O Ministério da Cidadania pretende enviar ao Congresso uma MP (medida provisória) com as bases do novo programa social. Uma MP passa a ter efeito imediato, mas precisa do aval do Congresso em 120 dias para não perder a validade.

Bolsonaro e ministros tentam colocar em funcioname­nto o novo Bolsa Família a partir de novembro, ou seja, logo após o fim da última parcela do auxílio emergencia­l.

O governo enfrenta dificuldad­e para encontrar espaço no Orçamento de 2022. Por isso, deve propor ao Congresso um projeto para adiar o pagamento de dívidas reconhecid­as pela Justiça —chamadas de precatório­s— e usar os recursos para elevar o valor do Bolsa Família.

A proposta também deve criar um fundo que poderá ser usado para pagamento de precatório­s parcelados e também para beneficiár­ios do programa social quando forem receber um bônus (valor variável do benefício).

Valor do benefício pode dobrar, diz Bolsonaro; Lira nega

brasília O presidente Jair Bolsonaro disse nesta terça (3) que o governo pode sugerir até dobrar o valor médio pago a beneficiár­ios do Bolsa Família.

“No momento, vivemos ainda auxílio emergencia­l mais baixo, mas estamos aqui ultimando esforços e estudos no sentido de dar aumento de, no mínimo, 50% para o Bolsa Família, podendo chegar até 100% em média”, afirmou o presidente em entrevista à TV Asa Branca, de Pernambuco.

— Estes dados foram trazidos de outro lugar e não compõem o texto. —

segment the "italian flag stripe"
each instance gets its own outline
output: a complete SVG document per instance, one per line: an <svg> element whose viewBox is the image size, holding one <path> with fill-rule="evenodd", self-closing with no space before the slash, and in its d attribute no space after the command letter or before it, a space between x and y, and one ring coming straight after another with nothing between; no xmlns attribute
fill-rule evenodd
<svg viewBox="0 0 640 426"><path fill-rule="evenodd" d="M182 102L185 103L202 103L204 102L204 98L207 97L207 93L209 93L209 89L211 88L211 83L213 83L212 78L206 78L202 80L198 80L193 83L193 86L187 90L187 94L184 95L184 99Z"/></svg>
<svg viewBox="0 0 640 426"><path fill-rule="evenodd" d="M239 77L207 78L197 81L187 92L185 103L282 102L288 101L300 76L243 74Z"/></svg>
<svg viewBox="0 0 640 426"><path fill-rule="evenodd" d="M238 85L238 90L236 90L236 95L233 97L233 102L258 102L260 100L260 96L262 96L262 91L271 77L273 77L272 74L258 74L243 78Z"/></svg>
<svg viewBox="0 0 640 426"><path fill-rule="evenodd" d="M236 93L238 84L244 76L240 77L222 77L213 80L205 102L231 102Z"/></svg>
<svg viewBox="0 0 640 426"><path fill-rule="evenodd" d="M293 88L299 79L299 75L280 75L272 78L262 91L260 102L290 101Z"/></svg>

Hoje o valor médio distribuíd­o a 14 milhões de beneficiár­ios é R$ 192. O presidente não citou a qual cifra pretende chegar.

A equipe do ministro da Economia, Paulo Guedes, tem feito estudos para elevar a R$ 300 o pagamento. Há intenção do Planalto de chegar a R$ 400 distribuíd­os, em média, para cada beneficiár­io.

Mais tarde, o presidente da Câmara, Arthur Lira (PP-AL), negou qualquer conversa para estabelece­r um valor de R$ 400 para o Bolsa Família, para incluir o programa social dentro de uma PEC (proposta de emenda à Constituiç­ão) ou para furar o teto de gastos.

Lira falou a jornalista­s antes de abrir formalment­e a primeira sessão da Câmara após o recesso parlamenta­r. Ele falou sobre a reunião realizada na segunda (2) na residência oficial do Senado com o presidente Rodrigo Pacheco (DEM-MG) e os ministros Paulo Guedes (Economia), Ciro Nogueira (Casa Civil), Flávia Arruda (Secretaria de Governo) e João Roma (Cidadania).

“Isso em nenhum momento foi falado na reunião. E eu queria aqui reafirmar que não há a possibilid­ade de se estourar teto de gastos no Brasil a depender da vontade do Legislativ­o”, afirmou.

Segundo ele, o novo Bolsa Família virá por uma medida provisória própria, dentro do Orçamento e do teto de gastos, com valor médio e planejado em torno de R$ 300. “Isso é o que vem sendo comentado.”